Although he admitted to Wall Street (as per Deadline) that Disney’s relationship with China is “very complicated, both from a business standpoint and from a political standpoint,” he said that Doctor Strange in the Multiverse of Madness is proof that the studio doesn’t need China’s large market to succeed in the industry:
“It is worth noting, I think, though, that at the time that we are having some difficulty in getting our films in China, that Doctor Strange [2] did extraordinarily well . . . So we’re pretty confident that even without China, if it were to be that we continue to have difficulties in getting titles in there, that it doesn’t really preclude our success given the relatively lower take rate that we get on the box office in China than we do across the rest of the world.”
Although the first Doctor Strange was released in China and grossed $110 million, the second is still with the review board, which allegedly objected to a scene in whose background sits a newspaper stand that references The Epoch Times, a media company and rival of China’s state-run Communist Party.

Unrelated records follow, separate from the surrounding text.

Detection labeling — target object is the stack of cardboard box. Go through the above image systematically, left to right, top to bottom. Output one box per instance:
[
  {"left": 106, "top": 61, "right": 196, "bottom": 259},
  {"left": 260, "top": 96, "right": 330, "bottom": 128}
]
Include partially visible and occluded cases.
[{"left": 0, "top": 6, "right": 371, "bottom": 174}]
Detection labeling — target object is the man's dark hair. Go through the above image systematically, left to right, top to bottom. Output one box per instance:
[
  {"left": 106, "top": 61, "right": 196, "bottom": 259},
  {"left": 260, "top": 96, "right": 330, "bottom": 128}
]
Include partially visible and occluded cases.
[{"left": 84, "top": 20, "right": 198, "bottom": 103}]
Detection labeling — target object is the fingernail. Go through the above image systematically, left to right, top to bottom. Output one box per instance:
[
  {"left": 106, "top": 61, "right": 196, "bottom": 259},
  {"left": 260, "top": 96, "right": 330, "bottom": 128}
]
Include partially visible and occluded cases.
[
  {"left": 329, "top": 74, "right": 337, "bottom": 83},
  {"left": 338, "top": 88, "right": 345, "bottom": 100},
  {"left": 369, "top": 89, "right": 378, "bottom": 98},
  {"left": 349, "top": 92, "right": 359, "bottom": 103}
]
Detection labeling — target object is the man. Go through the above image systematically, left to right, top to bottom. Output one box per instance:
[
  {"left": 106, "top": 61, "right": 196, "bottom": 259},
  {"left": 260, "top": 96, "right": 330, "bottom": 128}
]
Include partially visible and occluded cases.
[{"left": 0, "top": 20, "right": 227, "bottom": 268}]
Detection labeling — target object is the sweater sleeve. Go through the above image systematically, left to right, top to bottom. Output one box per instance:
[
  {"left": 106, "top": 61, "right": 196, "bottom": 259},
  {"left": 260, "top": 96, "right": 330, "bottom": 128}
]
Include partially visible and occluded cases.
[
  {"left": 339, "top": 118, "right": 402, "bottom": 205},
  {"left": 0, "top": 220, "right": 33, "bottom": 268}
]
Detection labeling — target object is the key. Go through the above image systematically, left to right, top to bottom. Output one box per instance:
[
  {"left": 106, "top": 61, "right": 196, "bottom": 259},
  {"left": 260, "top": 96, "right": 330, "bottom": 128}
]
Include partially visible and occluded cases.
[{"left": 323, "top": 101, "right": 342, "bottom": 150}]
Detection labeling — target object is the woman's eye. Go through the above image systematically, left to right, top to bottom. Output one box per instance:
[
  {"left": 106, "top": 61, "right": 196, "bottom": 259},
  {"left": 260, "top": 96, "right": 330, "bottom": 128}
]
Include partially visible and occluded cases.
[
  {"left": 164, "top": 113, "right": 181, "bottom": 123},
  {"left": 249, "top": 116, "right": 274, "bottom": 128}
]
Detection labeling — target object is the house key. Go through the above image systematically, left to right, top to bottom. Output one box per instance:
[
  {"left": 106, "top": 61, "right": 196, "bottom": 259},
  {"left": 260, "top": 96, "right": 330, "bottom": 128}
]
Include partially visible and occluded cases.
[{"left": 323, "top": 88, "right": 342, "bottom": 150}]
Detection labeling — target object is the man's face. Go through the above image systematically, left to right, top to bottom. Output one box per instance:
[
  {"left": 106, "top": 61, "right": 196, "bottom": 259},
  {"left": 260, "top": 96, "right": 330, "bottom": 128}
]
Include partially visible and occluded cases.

Despite Disney continuously submitting its films to China, the last MCU project to legally appear in the country was 2019’s Avengers: Endgame.
The reasons for the rejections are usually complicated or not given at all. Films are said to languish in a Propaganda Department purgatory, never to get released.
You can see what China’s missing out on by watching Doctor Strange in the Multiverse of Madness, which has just passed the $500 million box office mark.